Обычно после таких речей мистер Эштон взирал на мистера Гибсона с горестным недоумением, словно вопрошая, уж нет ли в его словах сарказма. Но в целом они относились друг к другу с несомненным дружелюбием, вот только помимо стадного чувства солидарности, свойственного большинству мужчин, общество друг друга доставляло им совсем немного подлинного удовольствия.

Пожалуй, человеком, к которому мистер Гибсон питал искреннее расположение – по крайней мере до появления в окрестностях лорда Холлингфорда, – был некий сквайр Хэмли. Титул сквайра передавался в его роду с незапамятных времен. Но в графстве были землевладельцы намного богаче его, поскольку поместье сквайра Хэмли не превышало восьмисот акров или около того. Зато его семья владела ими еще тогда, когда о графах Камнор никто и слыхом не слыхивал, до того, как Хели-Гаррисоны купили Коулдстоун-Парк, – словом, никто в Холлингфорде не помнил тех времен, когда клан Хэмли еще не жил в поместье Хэмли.

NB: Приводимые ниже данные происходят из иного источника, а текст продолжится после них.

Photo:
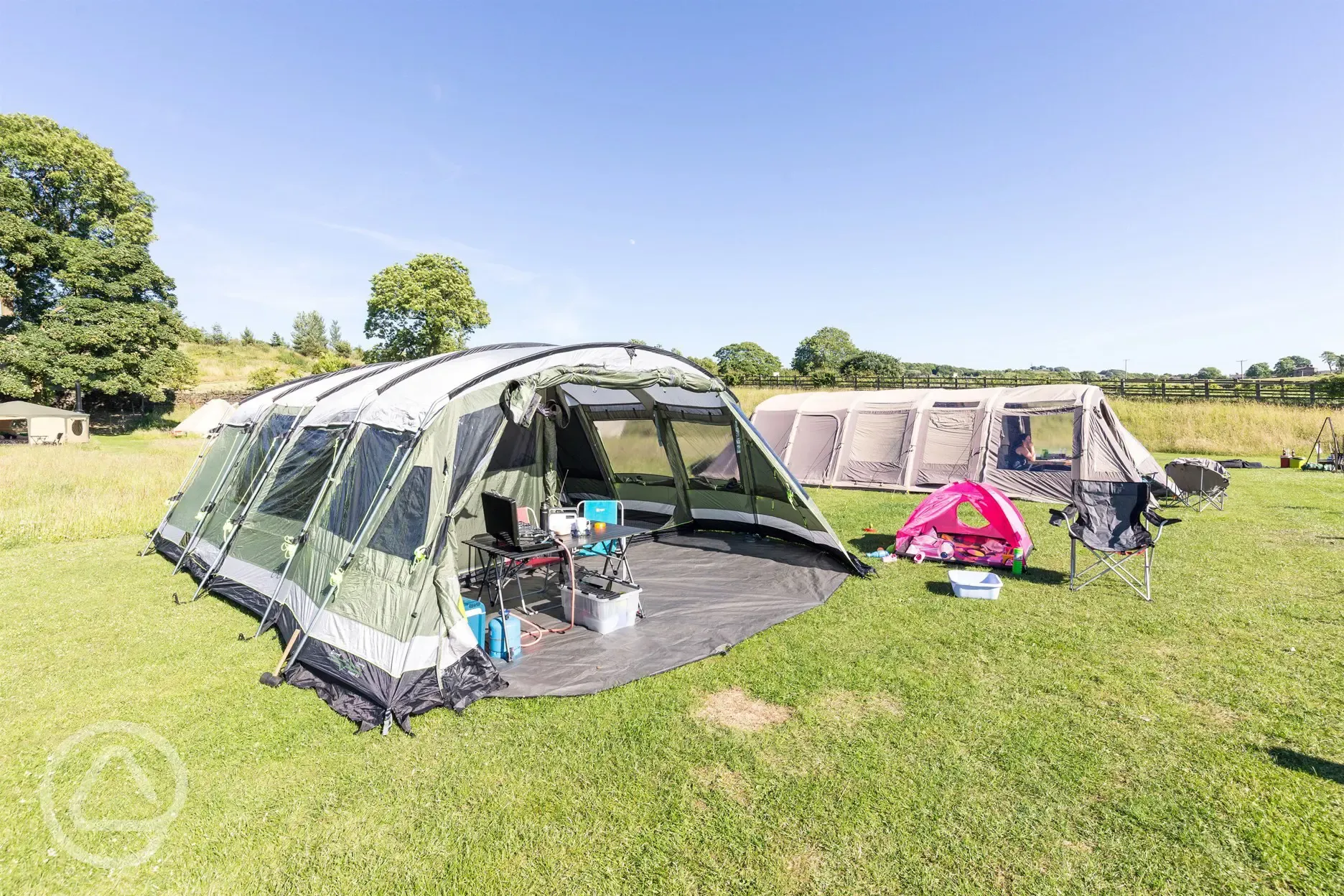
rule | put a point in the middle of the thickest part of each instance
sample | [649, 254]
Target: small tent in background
[39, 425]
[205, 418]
[938, 532]
[1032, 441]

– Со времен союза семи королевств англов и саксов, – говорил викарий.

– Нет, – возражала ему мисс Браунинг, – я слышала, что Хэмли из Хэмли обитали здесь еще до появления римлян.

Викарий уже готовился изложить вежливое согласие, когда в разговор с еще более поразительным утверждением вмешалась миссис Гуденоу.

– А мне говорили, – протянула она с умудренным видом самого старшего и, следовательно, авторитетного из собеседников, – что Хэмли жили в Хэмли еще до язычников.

Мистеру Эштону оставалось только поклониться и добавить:

– Очень может быть, мадам, очень может быть.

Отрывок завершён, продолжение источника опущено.